Analyses · · Par Soel Ngaba
Ce qu’il faut savoir du droit d’auteur au Cameroun
À la différence de la propriété industrielle, le droit d’auteur est un droit national pour chaque État membre de l’OAPI. L’Annexe VII du code OAPI fixe toutefois un cadre minimal, conforme aux standards internationaux.
Au Cameroun, le texte est la loi n° 2000/011 du 19 décembre 2000. Elle protège les œuvres littéraires et artistiques tangibles et originales : livres, dessins, photographies, musiques, chorégraphies — et les programmes d’ordinateur.

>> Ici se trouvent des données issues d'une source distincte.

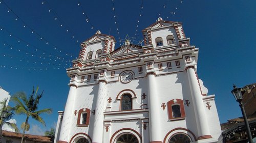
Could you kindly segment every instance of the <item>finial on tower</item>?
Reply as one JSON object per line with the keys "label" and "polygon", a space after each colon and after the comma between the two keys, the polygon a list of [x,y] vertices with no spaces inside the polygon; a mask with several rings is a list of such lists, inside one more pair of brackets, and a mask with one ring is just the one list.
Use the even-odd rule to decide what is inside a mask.
{"label": "finial on tower", "polygon": [[134,37],[130,37],[128,35],[128,34],[127,34],[126,36],[125,37],[125,39],[121,39],[119,40],[120,42],[122,41],[123,42],[123,44],[124,44],[124,45],[129,45],[132,43],[132,42],[131,41],[134,38],[135,38]]}
{"label": "finial on tower", "polygon": [[163,19],[162,18],[162,17],[159,17],[157,19],[157,21],[161,21],[161,20],[163,20]]}

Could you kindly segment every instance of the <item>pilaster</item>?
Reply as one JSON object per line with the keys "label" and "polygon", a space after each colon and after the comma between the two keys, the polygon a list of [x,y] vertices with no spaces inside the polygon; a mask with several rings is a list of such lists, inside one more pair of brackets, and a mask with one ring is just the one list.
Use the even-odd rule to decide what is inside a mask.
{"label": "pilaster", "polygon": [[68,99],[65,106],[65,110],[63,115],[61,123],[61,131],[59,134],[59,140],[69,141],[70,138],[70,134],[71,129],[70,123],[72,122],[72,116],[73,115],[73,109],[76,98],[76,87],[74,85],[70,85]]}
{"label": "pilaster", "polygon": [[210,135],[208,121],[205,111],[205,106],[203,102],[203,95],[201,94],[199,83],[195,73],[194,67],[186,68],[188,77],[189,87],[196,116],[198,140],[212,138]]}
{"label": "pilaster", "polygon": [[[105,108],[104,91],[106,88],[106,81],[105,80],[99,80],[99,89],[97,95],[94,97],[96,99],[94,105],[94,121],[93,126],[92,142],[102,142],[103,134],[103,112]],[[93,109],[93,110],[94,109]]]}
{"label": "pilaster", "polygon": [[147,75],[148,94],[148,116],[150,127],[150,142],[161,143],[159,112],[161,108],[158,105],[158,95],[155,79],[155,73],[150,72]]}

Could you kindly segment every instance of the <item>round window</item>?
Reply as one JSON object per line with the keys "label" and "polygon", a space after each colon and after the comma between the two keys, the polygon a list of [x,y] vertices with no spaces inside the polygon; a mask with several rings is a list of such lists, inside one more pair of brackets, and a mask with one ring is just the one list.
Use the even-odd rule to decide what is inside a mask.
{"label": "round window", "polygon": [[116,143],[139,143],[139,140],[134,135],[127,133],[118,137]]}
{"label": "round window", "polygon": [[184,134],[176,134],[170,139],[169,143],[189,143],[191,140],[189,138]]}

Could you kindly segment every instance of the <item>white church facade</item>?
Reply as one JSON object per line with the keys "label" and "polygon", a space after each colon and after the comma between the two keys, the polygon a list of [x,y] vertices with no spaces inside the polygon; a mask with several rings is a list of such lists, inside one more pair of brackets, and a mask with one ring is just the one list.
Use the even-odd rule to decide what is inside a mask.
{"label": "white church facade", "polygon": [[197,74],[198,48],[182,23],[142,31],[144,46],[115,50],[98,31],[67,70],[70,89],[55,142],[222,142],[215,95]]}

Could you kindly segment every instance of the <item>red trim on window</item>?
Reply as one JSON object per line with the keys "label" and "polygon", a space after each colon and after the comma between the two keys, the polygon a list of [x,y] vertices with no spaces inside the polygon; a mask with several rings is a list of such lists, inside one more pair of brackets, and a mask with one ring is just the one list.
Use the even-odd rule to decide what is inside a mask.
{"label": "red trim on window", "polygon": [[[81,115],[82,112],[86,112],[87,116],[86,117],[86,122],[85,124],[80,124]],[[88,126],[90,122],[90,115],[91,114],[91,110],[88,108],[82,108],[78,111],[78,117],[77,117],[77,122],[76,125],[79,127]]]}
{"label": "red trim on window", "polygon": [[112,71],[111,72],[111,76],[115,76],[115,71]]}
{"label": "red trim on window", "polygon": [[[174,102],[175,100],[176,100],[176,102],[175,103]],[[173,108],[172,107],[173,105],[179,105],[180,106],[180,114],[181,116],[180,117],[174,118],[173,117]],[[168,118],[169,118],[169,120],[183,119],[186,117],[184,108],[183,100],[180,99],[174,99],[167,102],[167,105],[168,107]]]}
{"label": "red trim on window", "polygon": [[176,64],[176,66],[180,66],[180,61],[175,61],[175,64]]}
{"label": "red trim on window", "polygon": [[[73,139],[74,139],[74,138],[75,137],[76,137],[76,136],[77,136],[78,135],[79,135],[79,134],[82,134],[82,135],[84,135],[87,136],[87,137],[88,138],[88,139],[90,139],[90,141],[91,141],[91,142],[92,142],[92,138],[91,138],[91,137],[90,137],[90,136],[89,135],[88,135],[87,134],[86,134],[85,133],[80,132],[80,133],[76,133],[74,135],[73,135],[72,136],[72,137],[71,138],[71,139],[70,139],[70,141],[69,141],[69,143],[73,143],[74,141],[73,142],[71,142],[71,141],[72,141]],[[80,137],[80,136],[78,136],[77,137]],[[74,141],[75,141],[75,139],[74,139]],[[67,142],[67,143],[68,143],[68,142],[67,142],[67,141],[65,141],[65,142]],[[59,142],[58,141],[58,142]],[[62,143],[62,142],[60,142],[60,143]]]}
{"label": "red trim on window", "polygon": [[[166,139],[167,139],[167,137],[168,137],[169,134],[170,134],[173,131],[175,131],[176,130],[179,130],[186,131],[190,133],[193,136],[195,141],[197,140],[197,138],[196,137],[196,135],[195,135],[195,134],[193,133],[193,132],[191,132],[190,130],[187,129],[185,129],[185,128],[175,128],[174,129],[170,130],[166,134],[166,135],[164,137],[164,139],[163,139],[163,143],[167,143],[168,141],[166,142]],[[182,132],[182,133],[184,133]],[[187,134],[186,135],[187,135],[188,136],[189,136],[189,135],[188,135]],[[189,137],[190,137],[190,136],[189,136]],[[192,138],[191,138],[191,139],[192,139]]]}
{"label": "red trim on window", "polygon": [[[112,143],[112,140],[113,140],[113,138],[115,136],[115,135],[116,135],[116,134],[117,134],[117,133],[118,133],[118,132],[120,132],[120,131],[121,131],[122,130],[130,130],[130,131],[132,131],[135,132],[136,134],[137,134],[137,135],[138,136],[139,136],[140,139],[140,142],[142,142],[142,137],[141,137],[141,135],[137,131],[136,131],[136,130],[134,130],[133,129],[130,129],[130,128],[122,128],[121,129],[120,129],[120,130],[118,130],[117,131],[116,131],[115,133],[114,133],[113,134],[112,136],[111,136],[111,138],[110,138],[110,143]],[[130,133],[130,134],[133,134],[133,133],[129,132],[127,132],[126,133]],[[116,138],[115,138],[114,139],[114,140],[115,140],[115,139],[116,139]]]}

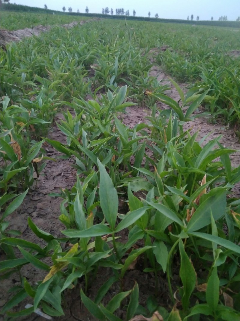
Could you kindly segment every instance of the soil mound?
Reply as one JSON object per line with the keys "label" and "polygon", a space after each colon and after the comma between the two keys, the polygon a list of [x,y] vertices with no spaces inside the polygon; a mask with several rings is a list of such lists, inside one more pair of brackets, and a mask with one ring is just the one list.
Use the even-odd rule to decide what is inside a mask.
{"label": "soil mound", "polygon": [[[82,25],[84,23],[87,23],[91,21],[100,20],[100,18],[93,18],[88,20],[83,20],[82,21],[73,21],[69,23],[62,25],[61,26],[66,28],[72,28],[75,26],[80,25]],[[30,37],[34,35],[38,37],[41,32],[45,32],[50,30],[52,27],[53,26],[37,26],[33,28],[25,28],[24,29],[19,29],[9,31],[5,29],[0,30],[0,45],[4,49],[6,49],[6,45],[11,41],[19,41],[25,37]]]}

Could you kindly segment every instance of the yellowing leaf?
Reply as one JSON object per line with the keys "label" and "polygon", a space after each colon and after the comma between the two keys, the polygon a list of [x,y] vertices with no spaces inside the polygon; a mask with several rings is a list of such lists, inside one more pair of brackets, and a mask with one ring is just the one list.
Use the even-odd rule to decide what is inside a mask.
{"label": "yellowing leaf", "polygon": [[13,152],[16,154],[18,156],[19,160],[21,159],[21,148],[19,144],[17,142],[13,142],[12,144],[12,146],[13,150]]}
{"label": "yellowing leaf", "polygon": [[240,228],[240,214],[234,212],[232,210],[231,210],[231,213],[237,225]]}
{"label": "yellowing leaf", "polygon": [[50,279],[51,279],[52,276],[53,276],[59,271],[60,271],[63,268],[68,265],[68,262],[60,262],[57,263],[55,265],[54,265],[51,268],[50,272],[44,278],[44,280],[43,281],[43,283],[48,281]]}
{"label": "yellowing leaf", "polygon": [[57,259],[58,261],[60,260],[60,262],[58,262],[56,264],[55,264],[55,265],[52,266],[49,273],[44,278],[44,280],[43,281],[43,283],[46,282],[50,279],[51,279],[52,276],[56,274],[57,272],[62,270],[64,268],[68,265],[69,262],[68,261],[68,258],[71,257],[73,256],[75,253],[77,251],[78,246],[78,243],[75,244],[63,257]]}
{"label": "yellowing leaf", "polygon": [[42,160],[43,158],[43,155],[41,157],[37,157],[37,158],[34,158],[34,159],[32,160],[32,161],[33,163],[39,163]]}

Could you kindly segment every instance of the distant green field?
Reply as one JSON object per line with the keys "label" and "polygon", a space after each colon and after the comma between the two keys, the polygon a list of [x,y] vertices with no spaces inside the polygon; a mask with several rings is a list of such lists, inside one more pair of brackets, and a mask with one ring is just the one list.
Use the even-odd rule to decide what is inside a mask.
{"label": "distant green field", "polygon": [[19,13],[1,11],[1,28],[8,30],[16,30],[24,28],[31,28],[43,26],[64,24],[75,21],[87,20],[88,17],[69,16],[38,13]]}

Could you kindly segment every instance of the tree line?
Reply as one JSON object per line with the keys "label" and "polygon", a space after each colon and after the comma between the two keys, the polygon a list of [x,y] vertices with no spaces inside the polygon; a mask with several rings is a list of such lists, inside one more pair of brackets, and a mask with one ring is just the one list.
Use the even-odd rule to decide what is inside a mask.
{"label": "tree line", "polygon": [[[8,2],[8,0],[6,0],[5,2],[6,3],[4,4],[3,3],[3,2],[4,2],[4,0],[0,0],[1,10],[17,12],[42,13],[48,13],[52,14],[54,13],[56,14],[67,14],[71,15],[80,15],[88,16],[89,17],[95,17],[99,18],[108,18],[113,19],[124,19],[125,16],[128,16],[125,15],[126,12],[125,10],[124,10],[124,15],[122,15],[122,14],[118,15],[116,14],[112,15],[110,14],[109,15],[108,14],[105,14],[105,13],[104,13],[104,14],[103,14],[102,13],[90,13],[87,7],[85,9],[85,13],[84,13],[80,12],[79,10],[78,10],[77,13],[73,12],[71,7],[69,7],[70,11],[67,12],[65,12],[66,11],[66,8],[65,8],[65,11],[63,12],[63,11],[59,11],[56,10],[52,10],[48,9],[47,6],[46,4],[45,6],[44,6],[44,8],[38,8],[36,7],[30,7],[29,6],[24,5],[23,4],[13,4],[6,3]],[[127,13],[128,14],[128,10],[126,11]],[[191,20],[189,20],[189,16],[188,16],[188,19],[187,19],[187,20],[180,19],[165,19],[159,18],[158,14],[157,13],[154,15],[153,17],[152,18],[150,17],[151,14],[150,12],[149,11],[148,13],[148,17],[139,17],[136,16],[136,12],[135,10],[134,10],[133,11],[135,12],[135,13],[134,12],[133,12],[133,15],[130,16],[131,18],[128,18],[128,19],[130,19],[131,20],[136,20],[144,21],[154,21],[156,20],[159,22],[171,22],[178,23],[192,23],[192,21]],[[111,10],[110,12],[110,13],[111,13]],[[121,12],[122,8],[121,8]],[[134,15],[133,15],[133,13],[134,13]],[[130,16],[130,14],[129,15]],[[193,15],[192,15],[192,16],[191,16],[191,18],[192,17],[192,20],[193,20],[194,19]],[[226,16],[225,16],[225,18],[224,20],[223,20],[223,17],[222,20],[220,19],[218,21],[216,20],[214,21],[213,21],[213,18],[212,17],[211,17],[210,20],[202,21],[199,20],[198,21],[198,20],[196,21],[196,22],[195,22],[195,23],[196,24],[204,25],[207,26],[229,27],[232,28],[240,28],[240,23],[239,23],[239,22],[240,21],[240,16],[238,17],[236,19],[236,21],[228,21],[227,20],[227,19],[226,18]]]}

Logiciels, jeux, applications et sites, en tant qu’ensembles de codes sources et d’éléments graphiques, sont des œuvres.
Comment protéger ?
Pas de dépôt constitutif, contrairement au brevet ou à la marque. L’œuvre est protégée du seul fait de la création. Encore faut-il pouvoir prouver la paternité — par tout moyen, y compris une déclaration auprès d’une société de gestion collective.
Sociétés camerounaises notamment : SCAAP, SOCADAP, SOCILADRA, SONACAM, SCDV.
Si l’on n’est pas l’auteur mais le commanditaire, c’est la titularité qu’il faut prouver : d’où l’importance de se faire céder les droits (logos, infographies, sites).
Ce que le droit permet
- Reproduire l’œuvre (photographie, imprimerie, enregistrement, etc.).
- La communiquer, y compris par voie électronique, de manière que chacun y accède au lieu et au moment de son choix.
- La vendre ou la louer.
Durée des droits patrimoniaux : toute la vie de l’auteur et 50 ans à compter de la fin de l’année civile de sa mort.
Limites : information de presse, enseignement, parodie, cercle familial ; preuve dans une procédure ; adaptation en braille.
Les droits moraux — paternité et respect de l’intégrité — sont inaliénables et perpétuels.
Contrefaçon
Peine d’emprisonnement de cinq à dix ans et/ou amende de 500 000 à 10 000 000 de francs CFA. Mesures techniques de protection ; saisie-contrefaçon, puis action devant le tribunal compétent.